В целом номадология может рассматриваться как синоним постмодернизма в версии Делеза и Гваттари.
Ризома (франц. rhizome — корневище) – это одно из ключевых понятий номадологии, введенное Ж. Делезом и Ф. Гваттари в 1976 г. Ризома представляет собой метафору постмодернистского сознания – сеть множественных нелинейных антииерархических связей, противоположных линейным структурам бытия и мышления.[2] В ботанике ризомом называется горизонтальный ползучий корнеподобный подземный стебель некоторых растений, из которого образуются новые побеги и корни.[3]
В философской трактовке ризома противопоставлена корню-стержню, или древовидной структуре, которая ассоциируется с классическим мышлением. Корень имеет центр и уходит вглубь, ризома же представляет собой структуру с отсутствующим смысловым центром, растущую вширь. В этнографическом понимании ризома представляет собой кочевую (номадическую) культуру, в то время как корень – культуру оседлую. Иначе говоря, кочевники, в противоположность государству, не разделяют пространство, находясь в жестких границах, а разделяются в пространстве – гладком, открытом и неограниченном.[2]

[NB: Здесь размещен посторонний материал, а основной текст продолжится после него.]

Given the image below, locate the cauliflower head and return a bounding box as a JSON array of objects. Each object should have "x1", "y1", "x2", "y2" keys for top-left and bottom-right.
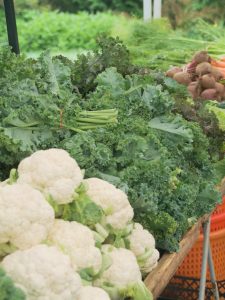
[
  {"x1": 0, "y1": 183, "x2": 54, "y2": 255},
  {"x1": 47, "y1": 220, "x2": 102, "y2": 276},
  {"x1": 76, "y1": 286, "x2": 110, "y2": 300},
  {"x1": 83, "y1": 178, "x2": 134, "y2": 229},
  {"x1": 99, "y1": 245, "x2": 141, "y2": 287},
  {"x1": 95, "y1": 245, "x2": 153, "y2": 300},
  {"x1": 1, "y1": 245, "x2": 82, "y2": 300},
  {"x1": 17, "y1": 149, "x2": 83, "y2": 204}
]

Для ризомы, согласно Ж. Делезу и Ф. Гваттари, характерны следующие свойства:
Фигура Генерала в номадологии выступает как некая внешняя причина, или детермината. Она может быть выражена в нескольких формах:
Номадология не принимает фигуру Генерала в качестве внешней доминирующей и движущей силы, декларируя принцип спонтанной самоорганизации. Любой процесс осуществляется без принудительного подчинения, а исходит от «нецентрированной множественности», которая, согласно принципам ризоморфной структуры, избавляется как от чужаков, так и от любой централизующей силы.[1]
Для номадизма характерна идея сборки человека и лошади в «желающую машину», которая в дальнейшем вместе с другими единичностями собирается в орду - желающую мегамашину. Кочевник в процессе своей деятельности создает открытое эволюционирующее пространство бытия путем экспансии, в то время как государство стремится к закреплению территории с помощью установления границ и сегментации принадлежащего ему пространства.[6]
Движение кочевника обуславливает его существование, и потому кочевник также закрепляет за собой территории - путем постоянного перемещения, каждый раз заново открывая пространство.[6][7]
Понимание движения кочевника имеет свои особенности.
Кочевник не движется, в том смысле, что он не перемещается от точки к точке. В экзистенциальном смысле его нет вне перемещения, оно изначально ему присуще и определяет его как кочевника. Он не движется к дому или от него, как оседлый человек, а вместе с домом. В таком смысле кочевник неподвижен.[7]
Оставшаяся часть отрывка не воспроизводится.